O Sindilojas informou que disponibiliza suporte jurídico para quem quiser processar o Estado. Os comerciantes que tenham sofrido prejuízos nas estruturas onde atuam ou tenham tido produtos saqueados devem fazer um Boletim de Ocorrência detalhando todos os itens danificados ou perdidos.
Também podem mover ações conhecidas como de lucro cessante, que é quando há obstáculos para o funcionamento normal da atividade comercial. Três outras entidades baianas, entre elas a Associação de Bares e Restaurantes (Abrasel), contrataram um escritório de advogados para mover ações coletivas indenizatórias contra o Estado.

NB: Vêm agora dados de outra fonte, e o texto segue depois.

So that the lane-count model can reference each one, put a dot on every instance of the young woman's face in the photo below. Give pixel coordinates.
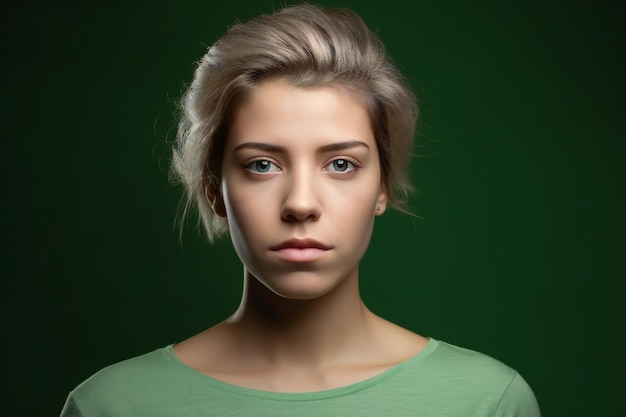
(301, 185)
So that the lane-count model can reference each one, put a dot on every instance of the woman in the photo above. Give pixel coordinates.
(294, 137)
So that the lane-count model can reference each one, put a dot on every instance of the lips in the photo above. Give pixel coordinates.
(300, 250)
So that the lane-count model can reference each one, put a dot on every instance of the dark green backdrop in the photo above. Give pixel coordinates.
(519, 252)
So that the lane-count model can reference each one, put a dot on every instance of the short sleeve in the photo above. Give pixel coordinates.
(70, 409)
(518, 400)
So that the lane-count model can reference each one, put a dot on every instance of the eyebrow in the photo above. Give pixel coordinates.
(333, 147)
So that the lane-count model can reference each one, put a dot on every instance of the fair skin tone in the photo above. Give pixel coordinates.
(301, 187)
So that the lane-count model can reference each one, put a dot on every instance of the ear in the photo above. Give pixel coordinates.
(215, 198)
(381, 200)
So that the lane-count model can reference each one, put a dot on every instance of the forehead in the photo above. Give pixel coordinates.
(277, 111)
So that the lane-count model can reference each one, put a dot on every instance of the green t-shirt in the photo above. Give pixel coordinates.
(441, 381)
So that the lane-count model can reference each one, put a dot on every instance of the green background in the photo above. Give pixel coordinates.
(519, 251)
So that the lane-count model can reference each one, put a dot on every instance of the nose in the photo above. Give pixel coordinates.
(301, 202)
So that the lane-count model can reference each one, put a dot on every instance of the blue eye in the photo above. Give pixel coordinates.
(341, 165)
(262, 166)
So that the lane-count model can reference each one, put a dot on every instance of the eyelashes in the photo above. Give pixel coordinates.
(340, 165)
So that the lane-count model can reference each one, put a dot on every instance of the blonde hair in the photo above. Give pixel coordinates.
(307, 46)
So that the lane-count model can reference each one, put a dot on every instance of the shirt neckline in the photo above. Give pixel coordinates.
(168, 351)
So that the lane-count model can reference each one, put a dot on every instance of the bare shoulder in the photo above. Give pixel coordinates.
(206, 350)
(397, 343)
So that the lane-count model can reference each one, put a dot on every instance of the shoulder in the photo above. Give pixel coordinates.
(453, 360)
(453, 375)
(143, 378)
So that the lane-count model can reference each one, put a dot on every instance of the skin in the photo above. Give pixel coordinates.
(301, 187)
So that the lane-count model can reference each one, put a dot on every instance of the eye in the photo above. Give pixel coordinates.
(342, 165)
(262, 166)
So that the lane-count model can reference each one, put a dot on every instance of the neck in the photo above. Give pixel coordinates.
(297, 332)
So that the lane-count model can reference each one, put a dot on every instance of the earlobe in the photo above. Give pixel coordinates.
(381, 202)
(215, 199)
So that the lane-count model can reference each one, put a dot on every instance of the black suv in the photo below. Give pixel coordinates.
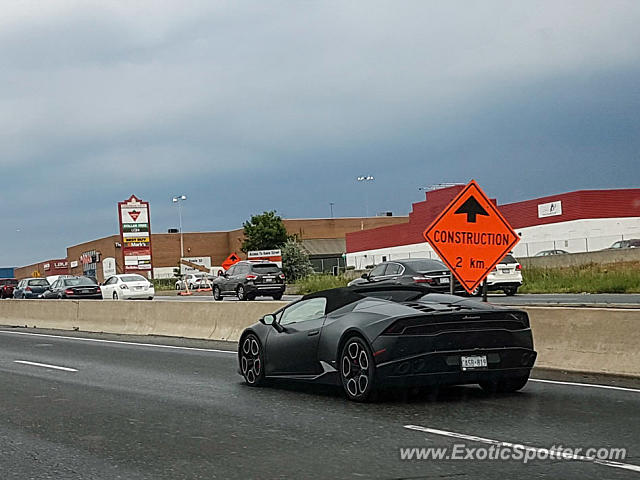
(248, 279)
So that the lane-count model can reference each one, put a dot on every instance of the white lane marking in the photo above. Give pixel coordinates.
(45, 365)
(592, 385)
(546, 451)
(98, 340)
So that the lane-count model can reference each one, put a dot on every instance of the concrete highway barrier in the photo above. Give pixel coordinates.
(593, 340)
(213, 321)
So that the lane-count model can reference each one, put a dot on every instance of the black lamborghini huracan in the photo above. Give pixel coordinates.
(366, 337)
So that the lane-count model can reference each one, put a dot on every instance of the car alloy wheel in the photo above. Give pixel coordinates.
(356, 369)
(216, 293)
(251, 361)
(241, 293)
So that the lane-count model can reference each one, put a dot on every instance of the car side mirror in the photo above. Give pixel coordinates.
(270, 319)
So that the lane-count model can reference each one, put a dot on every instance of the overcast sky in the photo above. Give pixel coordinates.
(250, 106)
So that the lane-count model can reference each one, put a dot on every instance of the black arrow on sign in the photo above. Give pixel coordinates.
(471, 208)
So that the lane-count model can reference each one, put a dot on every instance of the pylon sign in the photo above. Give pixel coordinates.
(471, 236)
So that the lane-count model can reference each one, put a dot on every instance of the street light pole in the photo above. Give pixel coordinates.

“As ações serão movidas em grupo de dez empresas ou associações. Os interessados devem apenas apresentar ao advogado os últimos balancetes financeiros e o contrato social”, explica o advogado Candido Sá. A Abrasel avalia que os prejuízos para donos de bares e restaurantes correspondem a cerca de 25% do faturamento esperado para o período.
Arrombamento – Uma grande loja de eletrodomésticos foi arrombada na madrugada desta terça-feira (7) no bairro de Itapuã. Segundo informações da 15ª Companhia Independente da Polícia Militar (CIPM), a porta da loja foi arrombada, alguns eletrodomésticos foram levados e outros destruídos.
Ainda segundo a polícia, um veículo com carroceria, ainda não identificado, estacionou no local e foi usado para levar os produtos durante a fuga dos bandidos. O caso está sendo investigado pela 12ª Delegacia Territorial.